Aux lisières de la forêt de Nîrhal – là où la lumière du jour se fragmente en éclats argentés entre les branches noueuses – Faelar avançait sans un bruit. Peu de chants racontent son histoire, car il fait partie de ceux qui veillent dans l’ombre, dont les pas n’effleurent même pas la mousse.
À ses côtés marchait Elarar, un élan aux bois majestueux, comme sculptés par le passage des saisons. On raconte que chaque pointe de ses ramures garde un éclat de l’hiver passé et que son regard porte la mémoire des forêts bien avant que les premiers royaumes ne soient tracés.
Faelar n’était ni prince ni seigneur, mais un gardien des sentiers oubliés. Enveloppé dans sa cape verte, il observait le monde avec une patience qui semblait aussi ancienne que les arbres. Sa lance – fine et légère – ressemblait plus à une branche vivante qu’à une arme. Car pour les siens, la guerre était un dernier recours et la vigilance, une seconde nature.
Elarar, lui, n’était pas une monture. Aucun mors ne guidait ses pas, aucune bride ne limitait sa liberté. Il avançait de son plein gré ; et pourtant, il ne s’écartait jamais du chemin que Faelar n’avait même pas besoin de lui montrer. Leur lien n’était pas celui d’un maître et de sa bête, mais celui de deux alliés unis par un pacte silencieux.

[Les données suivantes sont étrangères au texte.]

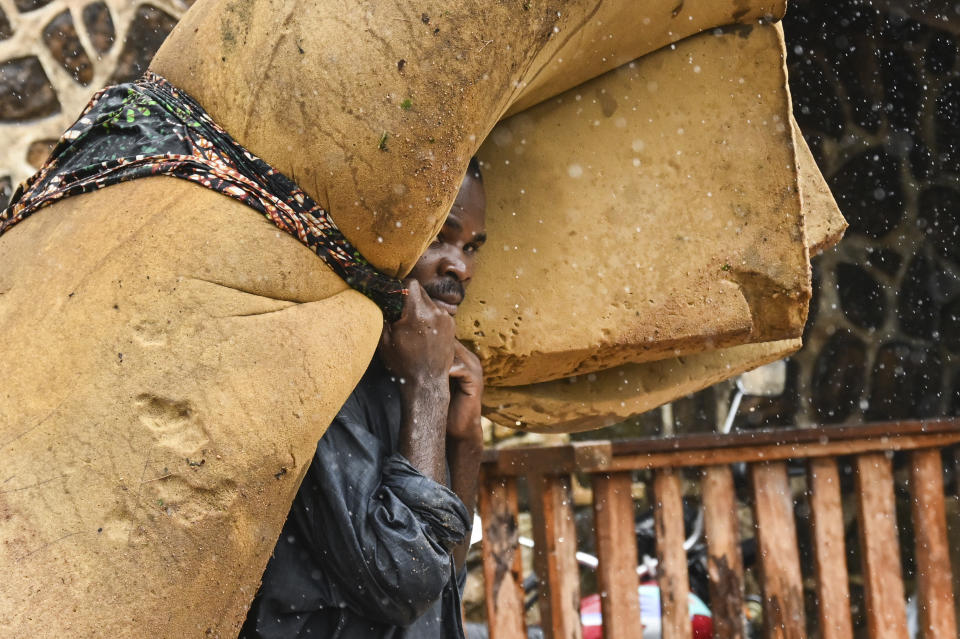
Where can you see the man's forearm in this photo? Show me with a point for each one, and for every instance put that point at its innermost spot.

Ce jour-là, quelque chose n’allait pas dans la forêt.
Les oiseaux s’étaient tus et le vent lui-même semblait hésiter à traverser les clairières. Faelar leva doucement la tête, ses oreilles captant une dissonance à peine perceptible. Une odeur étrangère flottait dans l’air – une senteur de pierre froide et de cendre – qui n’avait rien à faire ici.
Elarar s’arrêta net. Ses sabots cessèrent de toucher le sol. Il écoutait, immobile. Puis, sans un son, il tourna la tête vers l’ouest.
« Tu l’as senti, toi aussi ? murmura Faelar. — ... » L’élan ne répondit pas, mais ses muscles se tendirent, prêts à réagir.
Ils quittèrent le sentier. Plus ils s’enfonçaient, plus les arbres semblaient anciens, leurs troncs tordus comme des mains figées dans une prière oubliée. Une brume légère s’éleva, glissant entre les racines comme un souffle venu d’un autre temps.
Et c’est là qu’ils la découvrirent : une clairière morte.
Au centre, la terre était noire, comme brûlée sans flammes. L’herbe avait flétri et même les pierres semblaient avoir perdu leur éclat. Là où une source chantait autrefois, il ne restait qu’un silence lourd. Faelar descendit d’Elarar. Il posa un genou à terre, effleurant le sol du bout des doigts. Une froideur anormale lui parcourut la peau.
« Ce n’est pas une simple souillure, murmura-t-il, c’est une blessure. »
Elarar inclina la tête, ses bois captant une lueur pâle dans la brune. Soudain, un frisson traversa la clairière. Quelque chose les observait. Pas une créature, mais une présence — une volonté ancienne, étrangère à la forêt. Elle ne respirait pas, ne bougeait pas... mais elle était là.
Faelar se releva lentement : « Nous ne sommes pas seuls. »
Un craquement. Puis un autre. Des ombres se mirent à glisser entre les arbres – floues – comme si la nuit elle-même s’était détachée du ciel pour ramper entre les racines. Elarar frappa le sol. Une seule fois. Et le monde sembla retenir son souffle. Faelar posa alors sa main sur le flanc de l’élan et, dans ce simple geste, passa toute une résolution, ancienne et solide.
« Nous ne laisserons pas la forêt tomber. »
Les ombres avancèrent. Et dans la lumière pâle d’un jour qui s’éteignait, l’éclaireur et l’élan firent face à ce qui n’aurait jamais dû franchir les frontières des bois anciens.
Car certains veillent dans les chants... et d’autres, dans le silence.